Manon is heaving down into the passenger seat, having put Garfield’s laptop onto the back seat.

‘He wasn’t happy,’ she says, breathless and rustling in her coat.

Davy is shifting in his seat, making himself more upright. ‘Unknown-515,’ he says, reading.

‘What about it?’

‘It’s been topped up. Biggleswade, the BP service station. Two weeks ago.’

‘That’ll have CCTV,’ she says. ‘Let’s head out there.’

‘Shouldn’t we, y’know, head back to the office, drop off the laptop, give Harriet the heads up on Helena Reed?’ asks Davy.

‘Nah,’ says Manon. She’s excitable, he’s seen that look before. When she gets the bit between her teeth, she doesn’t want to stop. ‘Come on, Davy, this could be it – this could be the thing that solves it. You and me, and a collar.’ She lifts and lowers her eyebrows at him, a bit comedy. ‘To Biggleswade!’ she says, raising aloft an imaginary sword.

Davy shakes his head and drives.

As they pull into the BP forecourt, Manon is already peering about its low slab of a roof for cameras.

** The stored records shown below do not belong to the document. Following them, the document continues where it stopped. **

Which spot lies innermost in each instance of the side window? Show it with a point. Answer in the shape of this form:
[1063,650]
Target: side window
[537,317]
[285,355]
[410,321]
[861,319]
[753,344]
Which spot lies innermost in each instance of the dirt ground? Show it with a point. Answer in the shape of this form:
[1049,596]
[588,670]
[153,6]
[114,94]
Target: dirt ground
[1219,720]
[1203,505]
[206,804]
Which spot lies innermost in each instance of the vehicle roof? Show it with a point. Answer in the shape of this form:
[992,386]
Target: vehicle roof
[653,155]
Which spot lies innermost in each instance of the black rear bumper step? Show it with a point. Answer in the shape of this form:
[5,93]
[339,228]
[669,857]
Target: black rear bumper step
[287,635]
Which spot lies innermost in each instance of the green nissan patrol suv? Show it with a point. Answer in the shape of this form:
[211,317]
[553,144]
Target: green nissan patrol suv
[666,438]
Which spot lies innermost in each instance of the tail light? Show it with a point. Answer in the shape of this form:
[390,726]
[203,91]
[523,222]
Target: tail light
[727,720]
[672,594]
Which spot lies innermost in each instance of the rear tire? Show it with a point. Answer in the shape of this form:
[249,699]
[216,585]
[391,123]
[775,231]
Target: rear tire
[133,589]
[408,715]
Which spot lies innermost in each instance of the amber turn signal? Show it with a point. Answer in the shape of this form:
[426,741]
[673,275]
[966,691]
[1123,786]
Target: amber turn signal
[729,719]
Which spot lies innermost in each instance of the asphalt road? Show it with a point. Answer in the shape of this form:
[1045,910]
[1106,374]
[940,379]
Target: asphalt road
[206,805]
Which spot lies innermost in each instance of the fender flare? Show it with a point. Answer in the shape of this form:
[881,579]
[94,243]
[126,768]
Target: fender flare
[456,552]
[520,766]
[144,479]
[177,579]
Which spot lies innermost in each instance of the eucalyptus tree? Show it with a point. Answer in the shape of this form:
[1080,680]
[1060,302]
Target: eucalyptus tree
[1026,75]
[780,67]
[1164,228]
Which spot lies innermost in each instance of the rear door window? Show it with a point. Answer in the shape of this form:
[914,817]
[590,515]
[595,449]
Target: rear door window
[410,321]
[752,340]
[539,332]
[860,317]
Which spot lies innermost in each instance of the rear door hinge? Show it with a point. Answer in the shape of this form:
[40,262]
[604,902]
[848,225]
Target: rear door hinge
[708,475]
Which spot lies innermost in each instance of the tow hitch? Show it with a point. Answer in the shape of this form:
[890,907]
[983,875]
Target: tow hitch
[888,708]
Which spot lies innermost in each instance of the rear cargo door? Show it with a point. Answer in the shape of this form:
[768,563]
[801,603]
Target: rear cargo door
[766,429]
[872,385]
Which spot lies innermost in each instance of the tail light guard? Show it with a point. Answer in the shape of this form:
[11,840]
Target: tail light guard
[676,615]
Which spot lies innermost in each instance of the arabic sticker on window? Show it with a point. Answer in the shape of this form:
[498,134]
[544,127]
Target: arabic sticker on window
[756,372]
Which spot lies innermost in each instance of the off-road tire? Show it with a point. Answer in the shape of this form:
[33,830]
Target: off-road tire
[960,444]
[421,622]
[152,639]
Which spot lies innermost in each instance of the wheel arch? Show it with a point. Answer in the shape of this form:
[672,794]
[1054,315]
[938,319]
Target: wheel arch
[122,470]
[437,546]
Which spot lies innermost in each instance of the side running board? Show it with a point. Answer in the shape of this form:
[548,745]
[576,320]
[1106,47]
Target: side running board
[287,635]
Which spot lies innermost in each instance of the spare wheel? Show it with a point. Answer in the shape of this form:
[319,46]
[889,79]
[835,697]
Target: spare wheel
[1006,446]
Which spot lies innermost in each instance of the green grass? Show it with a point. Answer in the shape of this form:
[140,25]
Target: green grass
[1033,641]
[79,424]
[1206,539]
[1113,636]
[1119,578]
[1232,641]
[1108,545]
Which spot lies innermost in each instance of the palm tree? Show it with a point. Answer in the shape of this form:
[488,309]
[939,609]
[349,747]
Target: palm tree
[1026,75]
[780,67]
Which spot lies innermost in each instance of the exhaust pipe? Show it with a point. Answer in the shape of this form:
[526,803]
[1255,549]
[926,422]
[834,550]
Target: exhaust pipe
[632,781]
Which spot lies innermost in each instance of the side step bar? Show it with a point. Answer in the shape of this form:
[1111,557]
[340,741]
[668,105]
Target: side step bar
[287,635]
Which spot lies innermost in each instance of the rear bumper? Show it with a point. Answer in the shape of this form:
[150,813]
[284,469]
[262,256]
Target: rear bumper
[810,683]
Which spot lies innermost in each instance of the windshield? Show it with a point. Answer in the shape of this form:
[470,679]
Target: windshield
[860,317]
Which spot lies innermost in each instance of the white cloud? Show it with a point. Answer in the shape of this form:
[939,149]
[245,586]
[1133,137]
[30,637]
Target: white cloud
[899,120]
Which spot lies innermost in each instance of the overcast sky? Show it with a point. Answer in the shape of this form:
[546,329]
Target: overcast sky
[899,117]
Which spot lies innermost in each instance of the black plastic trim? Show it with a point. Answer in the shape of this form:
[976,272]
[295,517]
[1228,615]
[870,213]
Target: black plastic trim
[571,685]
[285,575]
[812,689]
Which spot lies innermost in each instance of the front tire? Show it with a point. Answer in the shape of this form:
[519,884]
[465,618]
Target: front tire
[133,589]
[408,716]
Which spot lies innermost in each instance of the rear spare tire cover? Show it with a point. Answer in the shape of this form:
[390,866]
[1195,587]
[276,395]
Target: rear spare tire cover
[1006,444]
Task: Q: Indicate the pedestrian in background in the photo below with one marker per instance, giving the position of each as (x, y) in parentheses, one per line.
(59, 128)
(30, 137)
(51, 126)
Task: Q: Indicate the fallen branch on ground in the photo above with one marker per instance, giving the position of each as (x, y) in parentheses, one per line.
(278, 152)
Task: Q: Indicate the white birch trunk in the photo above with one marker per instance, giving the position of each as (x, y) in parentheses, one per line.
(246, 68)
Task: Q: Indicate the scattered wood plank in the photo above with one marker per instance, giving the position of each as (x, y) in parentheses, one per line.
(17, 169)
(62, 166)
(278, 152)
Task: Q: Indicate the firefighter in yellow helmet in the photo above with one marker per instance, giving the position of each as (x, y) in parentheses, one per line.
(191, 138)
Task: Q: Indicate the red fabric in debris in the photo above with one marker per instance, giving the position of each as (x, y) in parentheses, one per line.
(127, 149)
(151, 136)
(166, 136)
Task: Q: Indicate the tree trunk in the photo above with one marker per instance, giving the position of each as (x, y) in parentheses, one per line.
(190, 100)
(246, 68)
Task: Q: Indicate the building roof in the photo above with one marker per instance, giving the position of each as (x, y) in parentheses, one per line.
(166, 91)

‘CCTV for December twenty-third,’ she says at the counter, showing her badge to the cashier. ‘Have you got it stored somewhere?’

The cashier, a spotty young man of about twenty, is shaking his head. ‘Wiped at the start of the year,’ he says. ‘I only know ’cos I was in that day.’

‘Were you on duty on December twenty-third?’ asks Davy.

‘Nope, don’t know who was. I’d have to get my manager but he’s not about right now.’

Davy turns round at the squeak of the shop door and sees Manon already leaving. He jogs after her as she strides about the forecourt, scanning the London Road and its wide-spaced bungalows left and right.

‘We can speak to the duty manager, get the rota off of him,’ Davy suggests to her back.

She is squinting and peering, turning this way and that. ‘There!’ she says to him, pointing.

‘What?’ says Davy.

‘There, can’t you see it? Poking out of the ivy.’

On a brick wall opposite the BP garage, camouflaged by glossy foliage, is a camera – trained on the forecourt. ‘Let’s see what’s in that one.’